Pline, le luxe et le parfum



Je vous livre une réflexion sur le parfum et le luxe qui date de presque 2000 ans. En effet, son auteur est Pline l'Ancien, dans le livre XIII de son Histoire Naturelle.

« Les parfums sont l'objet d'un luxe le plus inutile de tous. En effet, les perles et les pierres précieuses passent à l'héritier, les étoffes durent un certain temps; mais les parfums exhalent immédiatement l'odeur; et l'heure où on les porte les a dissipés. Ils sont parfaits, quand, une femme passant, l'odeur qu'elle répand attire même ceux qui sont occupés à autre chose. Ils se vendent plus de 40 deniers la livre. Voilà ce que coûte le plaisir d'autrui ; car celui qui porte une odeur ne la sent pas lui-même. »

J'ai été frappé par quelques éléments de modernité qui se dégagent de ce texte antique.

Lorsque l'on a, comme moi, une connaissance assez superficielle de l'histoire du parfum ; on s'imagine que dans les temps antiques, les parfums avaient surtout une dimension sacrée, qu'ils étaient utilisés à l'occasion de rituels religieux ou magiques (les rois mages, leur or, leur myrrhe et leur encens sont passés par là). Et que nous dit Pline : que les parfums sont parfaits pour une femme lorsqu'il s'agit d'attirer l'attention d'autrui. C'est ce que doit penser beaucoup de nos contemporaines lorsqu'elles cassent leur tirelire chez Séphora !

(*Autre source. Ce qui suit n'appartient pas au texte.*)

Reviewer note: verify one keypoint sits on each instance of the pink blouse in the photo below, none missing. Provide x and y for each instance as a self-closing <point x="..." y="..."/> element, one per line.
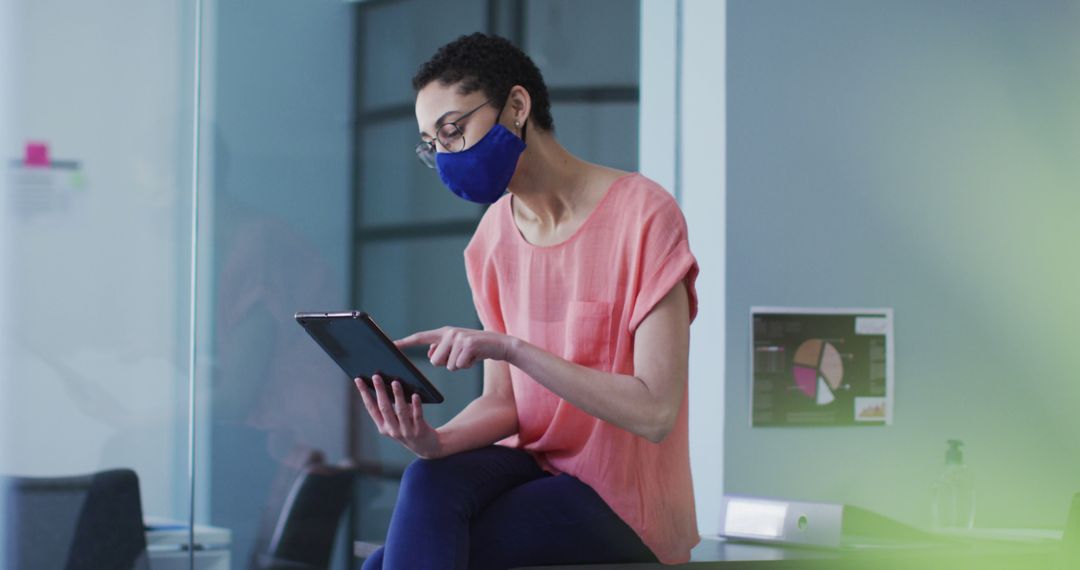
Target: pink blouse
<point x="582" y="300"/>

Dans sa réflexion sur les parfums et le luxe, Pline met en parallèle les perles et les pierres précieuses, les étoffes et les parfums. Attendez, n'y-a-t-il pas ici les piliers du luxe de tradition à la française ? En plus du domaine du parfum, les perles et les pierres évoquent la joaillerie (auquel on ajouterai aujourd'hui l'horlogerie de luxe) ; les étoffes évoquent l'univers de la haute couture et de ses accessoires. Nous voilà avec trois piliers, auquel il faudrait ajouter aujourd'hui un quatrième avec les vins fins et les spiritueux. Le Comité Colbert est au grand complet (ou presque). Il semblerai donc que la conception du luxe dans ses objets matériels n'ait pas énormément évolué depuis 2000 ans.

Quand à la signification même de la réflexion de Pline, on pourrait y voir une sorte de bon sens obtus, teinté de pingrerie, que ne renierai pas notre Guy Roux national (ou plutôt sa caricature). Mais il s'agit sans doute de l'expression de la morale stoïcienne de l'auteur, voyant dans l'artifice et les passions des formes de perversion.